A randomised controlled trial of metronidazole for the prevention of preterm birth in women positive for cervicovaginal fetal fibronectin: the PREMET Study
We would like to thank McParland et al.1 for their interest in our article. We agree that fetal fibronectin is not a reliable test for the presence of bacterial vaginosis (BV), nor did we intend it to be. It is, however, efficacious as a predictor of preterm birth, much more so than the rather weaker association between BV and preterm birth. It is not known whether fetal fibronectin positive status reflects the consequences of intrauterine infection, but it is likely that infection will result in a positive test as both are related to delivery. Our conclusion of metronidazole therapy not reducing the incidence of preterm birth refers to those women identified as being high risk from their obstetric history and positive fibronectin status and not from their vaginal flora status.
Metronidazole had no influence on the prevalence of BV in our study population (although the number of women with BV was small); however, we would still advise caution when prescribing metronidazole to asymptomatic women as it may increase the risk of preterm birth in a high-risk population.

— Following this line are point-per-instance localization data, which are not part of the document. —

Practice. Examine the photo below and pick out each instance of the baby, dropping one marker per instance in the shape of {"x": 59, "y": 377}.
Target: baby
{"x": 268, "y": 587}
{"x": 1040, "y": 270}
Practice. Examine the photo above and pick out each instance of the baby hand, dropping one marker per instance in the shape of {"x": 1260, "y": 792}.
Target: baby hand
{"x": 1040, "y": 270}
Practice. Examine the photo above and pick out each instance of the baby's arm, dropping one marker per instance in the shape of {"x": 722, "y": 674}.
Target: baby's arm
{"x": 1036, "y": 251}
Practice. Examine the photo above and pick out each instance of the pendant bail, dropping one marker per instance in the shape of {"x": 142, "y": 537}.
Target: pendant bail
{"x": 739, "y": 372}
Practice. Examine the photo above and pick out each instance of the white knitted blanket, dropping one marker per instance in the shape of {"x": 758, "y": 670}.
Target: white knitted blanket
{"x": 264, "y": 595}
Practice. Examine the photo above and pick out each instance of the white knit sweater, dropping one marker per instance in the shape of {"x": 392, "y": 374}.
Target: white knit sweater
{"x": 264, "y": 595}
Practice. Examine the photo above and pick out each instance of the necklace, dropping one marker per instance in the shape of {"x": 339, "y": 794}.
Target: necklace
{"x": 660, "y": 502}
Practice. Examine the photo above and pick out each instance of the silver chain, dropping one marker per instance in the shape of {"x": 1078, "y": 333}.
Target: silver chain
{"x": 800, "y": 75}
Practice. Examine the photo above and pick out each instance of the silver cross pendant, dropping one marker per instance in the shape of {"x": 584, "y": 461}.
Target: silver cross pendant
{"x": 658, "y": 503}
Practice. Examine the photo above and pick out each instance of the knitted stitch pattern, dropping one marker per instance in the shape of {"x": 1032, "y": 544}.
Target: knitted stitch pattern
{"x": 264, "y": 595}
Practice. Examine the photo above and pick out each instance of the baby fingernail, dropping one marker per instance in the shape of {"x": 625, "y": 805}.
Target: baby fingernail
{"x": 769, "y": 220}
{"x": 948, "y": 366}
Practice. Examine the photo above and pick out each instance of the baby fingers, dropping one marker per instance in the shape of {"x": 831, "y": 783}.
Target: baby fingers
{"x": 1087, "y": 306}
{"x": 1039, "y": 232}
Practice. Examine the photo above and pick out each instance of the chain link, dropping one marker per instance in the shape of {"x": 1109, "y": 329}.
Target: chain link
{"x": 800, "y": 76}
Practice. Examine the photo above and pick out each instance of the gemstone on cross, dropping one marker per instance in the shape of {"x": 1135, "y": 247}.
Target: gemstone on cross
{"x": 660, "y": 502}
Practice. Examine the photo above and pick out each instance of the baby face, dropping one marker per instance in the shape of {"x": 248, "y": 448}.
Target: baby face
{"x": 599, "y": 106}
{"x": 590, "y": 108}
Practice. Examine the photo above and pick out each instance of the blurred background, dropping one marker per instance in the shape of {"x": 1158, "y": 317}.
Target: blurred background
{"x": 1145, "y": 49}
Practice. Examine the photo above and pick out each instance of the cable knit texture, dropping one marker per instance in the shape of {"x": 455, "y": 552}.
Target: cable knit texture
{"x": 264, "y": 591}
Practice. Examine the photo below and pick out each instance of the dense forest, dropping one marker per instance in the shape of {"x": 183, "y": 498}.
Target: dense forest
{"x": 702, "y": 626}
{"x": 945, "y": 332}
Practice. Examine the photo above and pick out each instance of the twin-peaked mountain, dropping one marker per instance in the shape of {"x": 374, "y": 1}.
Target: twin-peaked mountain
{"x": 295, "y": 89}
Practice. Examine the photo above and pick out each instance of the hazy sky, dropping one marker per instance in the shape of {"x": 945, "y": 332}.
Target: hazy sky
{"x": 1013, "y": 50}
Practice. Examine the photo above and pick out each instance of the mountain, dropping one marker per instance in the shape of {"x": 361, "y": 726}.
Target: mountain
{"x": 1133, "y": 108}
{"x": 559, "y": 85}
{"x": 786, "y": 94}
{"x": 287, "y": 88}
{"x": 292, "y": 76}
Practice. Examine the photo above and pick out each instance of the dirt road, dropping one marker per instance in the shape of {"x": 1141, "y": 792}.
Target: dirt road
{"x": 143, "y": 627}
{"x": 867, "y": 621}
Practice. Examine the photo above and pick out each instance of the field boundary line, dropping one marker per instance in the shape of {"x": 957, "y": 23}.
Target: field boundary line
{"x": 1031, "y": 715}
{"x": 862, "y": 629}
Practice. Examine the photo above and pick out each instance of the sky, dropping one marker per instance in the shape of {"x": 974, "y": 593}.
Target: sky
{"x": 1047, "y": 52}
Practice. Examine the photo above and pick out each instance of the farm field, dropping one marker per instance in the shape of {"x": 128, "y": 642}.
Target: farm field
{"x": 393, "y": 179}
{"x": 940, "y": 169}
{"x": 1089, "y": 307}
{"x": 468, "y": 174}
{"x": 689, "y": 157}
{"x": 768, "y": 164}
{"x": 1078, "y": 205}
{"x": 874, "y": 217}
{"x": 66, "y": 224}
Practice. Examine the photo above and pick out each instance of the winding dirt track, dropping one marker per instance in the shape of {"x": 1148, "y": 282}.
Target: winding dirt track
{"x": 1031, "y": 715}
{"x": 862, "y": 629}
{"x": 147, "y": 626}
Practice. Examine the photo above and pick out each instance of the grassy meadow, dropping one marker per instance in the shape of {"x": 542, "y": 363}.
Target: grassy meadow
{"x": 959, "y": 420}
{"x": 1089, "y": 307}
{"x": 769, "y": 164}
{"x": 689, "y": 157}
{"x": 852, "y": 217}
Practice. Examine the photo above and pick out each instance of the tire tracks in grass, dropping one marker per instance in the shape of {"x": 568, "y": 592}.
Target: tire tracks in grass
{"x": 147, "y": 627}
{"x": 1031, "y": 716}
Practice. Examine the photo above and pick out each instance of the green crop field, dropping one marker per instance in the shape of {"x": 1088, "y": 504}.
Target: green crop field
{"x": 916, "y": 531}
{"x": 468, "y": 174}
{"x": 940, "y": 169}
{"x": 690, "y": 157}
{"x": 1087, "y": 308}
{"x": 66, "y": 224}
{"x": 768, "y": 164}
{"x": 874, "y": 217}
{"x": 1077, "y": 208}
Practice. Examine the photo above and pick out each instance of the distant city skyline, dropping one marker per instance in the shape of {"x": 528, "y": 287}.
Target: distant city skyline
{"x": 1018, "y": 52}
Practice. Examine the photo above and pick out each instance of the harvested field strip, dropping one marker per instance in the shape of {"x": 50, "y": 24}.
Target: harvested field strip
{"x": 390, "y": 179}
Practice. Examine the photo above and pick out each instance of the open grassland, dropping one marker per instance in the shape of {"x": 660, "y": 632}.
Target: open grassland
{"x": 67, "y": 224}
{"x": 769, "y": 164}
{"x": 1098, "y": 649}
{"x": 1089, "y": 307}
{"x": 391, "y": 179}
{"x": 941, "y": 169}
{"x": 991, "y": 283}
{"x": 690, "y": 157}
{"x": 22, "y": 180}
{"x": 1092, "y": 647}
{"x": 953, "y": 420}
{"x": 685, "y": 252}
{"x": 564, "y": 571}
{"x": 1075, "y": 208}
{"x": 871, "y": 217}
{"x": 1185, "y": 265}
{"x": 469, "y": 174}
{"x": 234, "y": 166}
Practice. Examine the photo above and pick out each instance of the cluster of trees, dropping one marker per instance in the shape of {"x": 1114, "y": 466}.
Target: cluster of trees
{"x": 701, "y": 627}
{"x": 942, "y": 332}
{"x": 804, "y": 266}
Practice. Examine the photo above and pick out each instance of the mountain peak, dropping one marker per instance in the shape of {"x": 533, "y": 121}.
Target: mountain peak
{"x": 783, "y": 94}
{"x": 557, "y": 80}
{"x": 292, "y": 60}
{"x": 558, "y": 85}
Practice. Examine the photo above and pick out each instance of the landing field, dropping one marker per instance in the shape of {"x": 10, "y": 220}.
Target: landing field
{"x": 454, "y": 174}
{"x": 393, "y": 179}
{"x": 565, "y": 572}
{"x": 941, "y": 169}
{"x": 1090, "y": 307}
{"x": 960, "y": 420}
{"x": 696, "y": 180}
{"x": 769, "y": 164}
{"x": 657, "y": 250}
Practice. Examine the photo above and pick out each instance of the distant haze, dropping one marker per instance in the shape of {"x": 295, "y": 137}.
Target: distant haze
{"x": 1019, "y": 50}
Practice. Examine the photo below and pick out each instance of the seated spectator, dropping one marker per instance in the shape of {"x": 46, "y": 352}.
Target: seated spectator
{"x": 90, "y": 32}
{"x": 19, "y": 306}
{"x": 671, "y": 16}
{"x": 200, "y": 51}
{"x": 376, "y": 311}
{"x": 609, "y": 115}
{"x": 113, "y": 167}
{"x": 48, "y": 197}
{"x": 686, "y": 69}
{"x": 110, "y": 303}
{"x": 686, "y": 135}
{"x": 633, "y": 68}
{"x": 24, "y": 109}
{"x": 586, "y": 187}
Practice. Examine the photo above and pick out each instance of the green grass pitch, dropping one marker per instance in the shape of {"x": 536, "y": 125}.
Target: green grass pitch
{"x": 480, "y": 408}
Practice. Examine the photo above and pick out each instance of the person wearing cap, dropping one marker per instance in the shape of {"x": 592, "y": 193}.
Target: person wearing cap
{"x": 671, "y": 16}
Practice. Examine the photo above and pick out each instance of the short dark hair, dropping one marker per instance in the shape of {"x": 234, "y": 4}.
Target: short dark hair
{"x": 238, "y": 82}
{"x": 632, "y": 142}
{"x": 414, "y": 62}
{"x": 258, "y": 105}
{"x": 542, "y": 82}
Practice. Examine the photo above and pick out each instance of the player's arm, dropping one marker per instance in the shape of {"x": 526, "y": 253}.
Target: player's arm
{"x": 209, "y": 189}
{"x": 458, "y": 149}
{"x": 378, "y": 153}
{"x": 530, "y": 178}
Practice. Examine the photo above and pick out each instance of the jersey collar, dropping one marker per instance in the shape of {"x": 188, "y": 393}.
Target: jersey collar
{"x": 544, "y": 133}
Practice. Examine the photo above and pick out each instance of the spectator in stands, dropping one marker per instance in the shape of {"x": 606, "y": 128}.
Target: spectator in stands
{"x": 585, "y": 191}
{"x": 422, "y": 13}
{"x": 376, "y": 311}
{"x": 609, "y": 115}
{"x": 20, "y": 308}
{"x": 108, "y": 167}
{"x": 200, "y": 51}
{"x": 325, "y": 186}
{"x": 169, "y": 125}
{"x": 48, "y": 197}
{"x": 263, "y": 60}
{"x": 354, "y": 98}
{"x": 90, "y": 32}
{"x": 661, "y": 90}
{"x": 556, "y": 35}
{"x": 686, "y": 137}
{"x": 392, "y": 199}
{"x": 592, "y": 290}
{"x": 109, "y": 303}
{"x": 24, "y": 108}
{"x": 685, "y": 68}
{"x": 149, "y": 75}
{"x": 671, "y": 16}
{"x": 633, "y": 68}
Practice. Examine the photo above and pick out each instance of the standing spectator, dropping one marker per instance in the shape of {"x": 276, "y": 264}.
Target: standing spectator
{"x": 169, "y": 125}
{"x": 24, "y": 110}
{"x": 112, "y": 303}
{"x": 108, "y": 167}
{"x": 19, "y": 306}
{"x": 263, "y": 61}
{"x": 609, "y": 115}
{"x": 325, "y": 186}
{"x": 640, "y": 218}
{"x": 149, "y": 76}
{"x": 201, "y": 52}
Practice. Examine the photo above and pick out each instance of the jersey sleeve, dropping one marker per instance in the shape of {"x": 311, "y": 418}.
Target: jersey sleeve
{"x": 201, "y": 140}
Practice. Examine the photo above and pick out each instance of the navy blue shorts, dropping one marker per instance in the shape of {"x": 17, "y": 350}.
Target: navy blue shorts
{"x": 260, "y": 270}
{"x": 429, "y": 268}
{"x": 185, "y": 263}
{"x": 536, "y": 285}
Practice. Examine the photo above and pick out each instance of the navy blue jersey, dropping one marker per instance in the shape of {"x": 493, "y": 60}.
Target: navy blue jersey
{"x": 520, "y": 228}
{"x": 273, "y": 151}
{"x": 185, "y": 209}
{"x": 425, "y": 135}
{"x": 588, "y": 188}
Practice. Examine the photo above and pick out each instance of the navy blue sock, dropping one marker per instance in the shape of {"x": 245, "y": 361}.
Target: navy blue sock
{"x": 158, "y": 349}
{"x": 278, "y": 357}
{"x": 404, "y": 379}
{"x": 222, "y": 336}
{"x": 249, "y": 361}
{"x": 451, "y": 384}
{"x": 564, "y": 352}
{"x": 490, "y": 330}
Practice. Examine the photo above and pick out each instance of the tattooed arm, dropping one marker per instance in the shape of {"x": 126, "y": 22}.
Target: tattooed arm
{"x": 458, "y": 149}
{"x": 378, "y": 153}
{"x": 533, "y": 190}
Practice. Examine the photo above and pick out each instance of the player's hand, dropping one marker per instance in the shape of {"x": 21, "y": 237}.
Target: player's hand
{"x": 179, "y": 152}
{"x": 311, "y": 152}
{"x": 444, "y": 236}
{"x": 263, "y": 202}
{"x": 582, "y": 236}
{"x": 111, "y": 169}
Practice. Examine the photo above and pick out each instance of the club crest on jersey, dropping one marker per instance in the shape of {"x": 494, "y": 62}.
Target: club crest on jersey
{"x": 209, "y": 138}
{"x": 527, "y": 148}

We do not believe that there are sufficient grounds to treat women with BV until more evidence is available and agree with McParland et al.1 about the need for further investigation. If clinicians do feel compelled to treat BV (e.g. if women are symptomatic), there are safer alternatives.
As the authors allude to in their letter, the trials in the literature pertaining to antibiotic therapy for abnormal vaginal flora are very heterogeneous, and we too would recommend caution in the use of antibiotics in pregnancy until more research is performed.